How this would be achieved
- One researcher (an economic historian with good IT, people and administrative skills) would be employed as a project manager. His or her job would to be to manage the project; to inventory existing datasets for all of Europe; to make contact with existing research groups; to persuade them to join the hub and to negotiate access to existing datasets. This would involve substantial travel.
- Making all collected data available for downloading from a website. This would also be the project manager’s responsibility but he would have assistance and advice for two days per month from Ms Gill Newton an IT specialist at the Cambridge Group for the History of Population and Social Structure. All data would be coded to a common coding scheme: the Historical International Classification of Occupations (HISCO). This work would be undertaken in collaboration another hub led by Professor Marco van Leeuwen at the International Institute for Social History in Amsterdam and Professor Ineke Maas at the University of Utrecht.
- We would hold an annual workshop in Cambridge, to which we would invite researchers working on the creation and use of hub datasets.

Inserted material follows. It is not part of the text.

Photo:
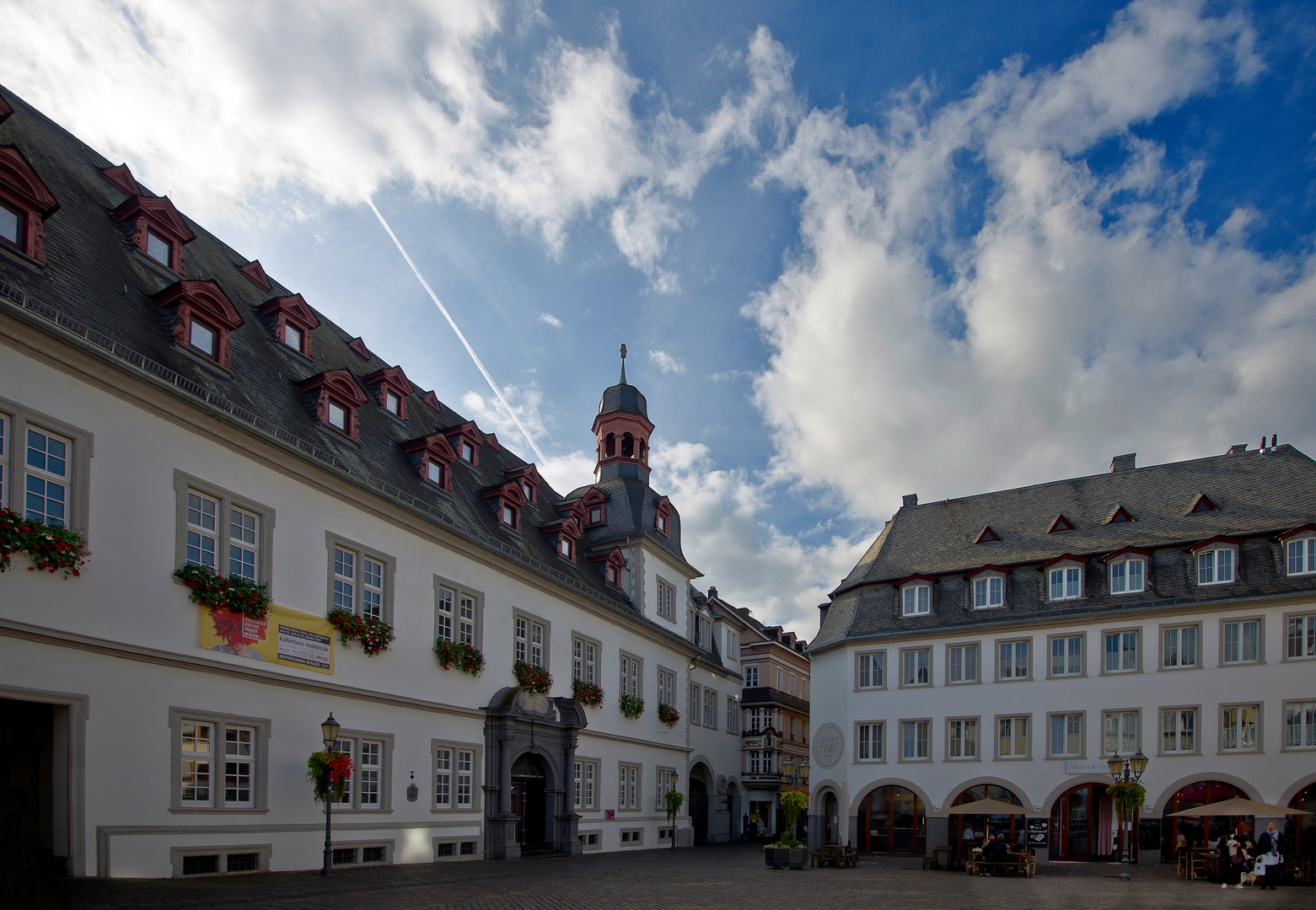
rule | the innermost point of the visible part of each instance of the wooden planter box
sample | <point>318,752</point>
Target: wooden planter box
<point>790,856</point>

- A core aim of the hub would be to encourage and facilitate the formation of national research projects within the hub and to ensure that they produce commensurable datasets. One practical form of assistance would be to offer extended technical guidance on how to run such a project and how to collect and manage the data. The Cambridge team now has a substantial body of expertise in this area. We would invite interested parties to visit Cambridge for periods of a week or more where they could liaise with the principal investigator, the project co-ordinator, the IT specialist, and others. Such training/liaison sessions could be run on an ad-hoc basis or timed to immediately precede or follow the annual workshop. Further advice and assistance could of course be provided over the phone and by email and there might be a case for site visits.
- A second form of assistance would be to make small grants, up to £5,000, available to credible applicants who wish to carry out survey work on source availability prior to making a funding application to a relevant body. I have budgeted for six such grants (or a larger number of smaller grants).

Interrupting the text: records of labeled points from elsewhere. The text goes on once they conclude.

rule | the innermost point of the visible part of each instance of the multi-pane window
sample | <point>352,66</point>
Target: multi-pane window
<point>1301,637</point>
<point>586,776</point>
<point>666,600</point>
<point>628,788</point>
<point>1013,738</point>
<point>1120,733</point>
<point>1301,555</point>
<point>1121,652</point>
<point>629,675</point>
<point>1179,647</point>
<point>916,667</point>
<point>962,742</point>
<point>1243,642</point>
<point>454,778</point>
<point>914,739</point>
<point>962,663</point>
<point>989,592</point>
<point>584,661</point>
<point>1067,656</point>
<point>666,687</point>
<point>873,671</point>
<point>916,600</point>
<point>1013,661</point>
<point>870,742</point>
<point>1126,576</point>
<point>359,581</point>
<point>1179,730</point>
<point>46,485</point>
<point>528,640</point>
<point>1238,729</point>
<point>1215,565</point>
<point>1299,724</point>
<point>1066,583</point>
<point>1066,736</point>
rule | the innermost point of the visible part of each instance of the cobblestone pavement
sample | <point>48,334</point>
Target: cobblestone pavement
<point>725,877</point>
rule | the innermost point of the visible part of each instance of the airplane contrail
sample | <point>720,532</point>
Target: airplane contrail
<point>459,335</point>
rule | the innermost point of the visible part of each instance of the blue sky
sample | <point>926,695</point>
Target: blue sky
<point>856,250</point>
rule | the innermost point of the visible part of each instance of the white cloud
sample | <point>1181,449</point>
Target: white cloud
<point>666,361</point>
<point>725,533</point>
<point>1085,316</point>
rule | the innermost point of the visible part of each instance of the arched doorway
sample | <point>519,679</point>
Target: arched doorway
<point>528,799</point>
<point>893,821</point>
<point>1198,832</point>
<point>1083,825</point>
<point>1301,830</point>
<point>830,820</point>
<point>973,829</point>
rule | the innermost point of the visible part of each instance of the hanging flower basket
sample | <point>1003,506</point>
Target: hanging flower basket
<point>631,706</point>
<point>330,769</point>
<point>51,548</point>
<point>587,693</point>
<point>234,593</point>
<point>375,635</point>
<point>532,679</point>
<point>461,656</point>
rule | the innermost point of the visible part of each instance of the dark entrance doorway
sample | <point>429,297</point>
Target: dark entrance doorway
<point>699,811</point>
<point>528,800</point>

- A share of the budget has been set aside for data digitisation. The sum is sufficient to guarantee that, at minimum, by the end of three years we would have machine-readable nation-state level census data for most of Europe for the whole census period (c.1870 to the present).
Further information on digitisation plans
From c.1870 most European states collected and published comprehensive data through national censuses which can therefore be digitised relatively cheaply.
The digitisation objectives of this hub over the first three years will be:
- To collect, standardise and disseminate machine-readable datasets of occupational census material, principally at the national level for as many countries as possible within the area covered by the current EU27 from the date census recording of occupations began down to the present. As much age-specific and sex-specific and marital status specific data would be collected as is presented in the original printed sources. It is difficult to estimate exactly how much material can be digitised for a given budget in advance of surveying all of the material for a number of reasons. Firstly, the starting date varies from one state to another country will be determined by the date that the census first started to record full occupational data. For the UK this would be 1841 but for most European states the starting date would come later in the nineteenth century. Secondly, the states making up this area have varied over the period. Thirdly, the level of occupational and age specific detail varies both between states and from one census year to another. In the UK in 1851 data was provided for 20 different age groups in around 400 occupational categories, while in 1871 data was provided for only two age groups and in the early Spanish censuses less than a dozen occupational categories were employed. Fourthly, sometimes there is more than one relevant census and there can be as many as three (population censuses, occupational censuses and industrial censuses). However, work done in digitising the UK census does give us a clear indication of the volume of material which can be digitised by a data editor each week. On this basis we expect to be able to digitise around 600 census tables (around 60 mbytes of data). This would be sufficient to generate national level data for males and females for an average of 14 censuses (c.1870 to the present) for a minimum of 20 countries but we would hope to be able to cover the whole of Europe. All the data would be coded to the Historical International Classification of Occupations (HISCO).
- To put the UK county level tables, all coded to HISCO, on the hub (c.1360 tables and c.1.4 gigabytes of data) plus any further data which become available through independent projects.
- To collect, standardise and disseminate machine-readable datasets of census-derived population datasets at sub-national level (at a spatial level equivalent to the UK counties or French departments) for all census years for each state within the current EU area. This would be a relatively small dataset of perhaps 1 mbyte.